Maybe use Frontline instead? My vet told me Frontline is really good when it comes to fleas.


----------



## tibvixie101 (Nov 26, 2007)

They were on Frontline for a while, i even had the vet show me how to properly administer it to the dogs skin to ensure it worked properly, and still all 3 of them ended up with fleas last spring/summer. I just am at a loss, apparently we live in an area prone to lots of fleas!! Right now, Mya is the only one with fleas, im keeping her seperated from the rest of the hooligans so as not to infect them as well, she being kept in the basement room, but i hate doing this to her because she is my velcro baby and shes having a lot of anxiety being alone down there. I just dont want the house, the furniture, our bed, etc to have fleas, then we'd have a huge problem!!


----------



## LadyHawk (Jan 19, 2005)

We use it year round herer- (Frontline) you may want to make SURE of the pups' weight to ensure proper dosage- 
We had a patient awhile back whose dog was on it every three weeks (versus every 4 weeks) and it worked for her......... ask the vet......... NO baths 2 days before and 3 days AFTER Frontline........ it reduces the effecacy.........


----------



## AnnaRiley (Feb 14, 2008)

You might try adding brewers yeast and/or garlic powder to their food.
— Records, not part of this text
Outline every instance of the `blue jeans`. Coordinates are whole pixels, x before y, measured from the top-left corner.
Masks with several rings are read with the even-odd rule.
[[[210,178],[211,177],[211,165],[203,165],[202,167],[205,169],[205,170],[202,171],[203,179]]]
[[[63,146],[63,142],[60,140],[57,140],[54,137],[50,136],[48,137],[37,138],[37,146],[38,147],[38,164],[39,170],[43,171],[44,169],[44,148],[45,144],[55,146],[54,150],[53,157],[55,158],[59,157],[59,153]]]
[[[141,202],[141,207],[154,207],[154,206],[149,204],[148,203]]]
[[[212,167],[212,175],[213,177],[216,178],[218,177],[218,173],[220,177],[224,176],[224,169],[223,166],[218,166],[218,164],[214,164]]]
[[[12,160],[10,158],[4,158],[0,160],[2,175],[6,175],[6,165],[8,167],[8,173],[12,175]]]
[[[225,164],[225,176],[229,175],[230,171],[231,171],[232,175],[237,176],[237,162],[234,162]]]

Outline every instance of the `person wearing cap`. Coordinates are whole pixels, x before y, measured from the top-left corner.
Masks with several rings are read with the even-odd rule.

I switched to Advantage every three weeks and got results. 

Are your dogs inside or out? You might not think you have fleas in the house but my groomer told me to take a flat plate, put some water and dish detergent in it. Place it under a lamp (something like a goose neck or something that is low). Leave the light on during the night and check it in the a.m. for fleas. I found a few so I used FLEA STOP in areas that could harber the eggs. I have used FLEA STOP in the past and always had good results especially when I had all carpet to deal with.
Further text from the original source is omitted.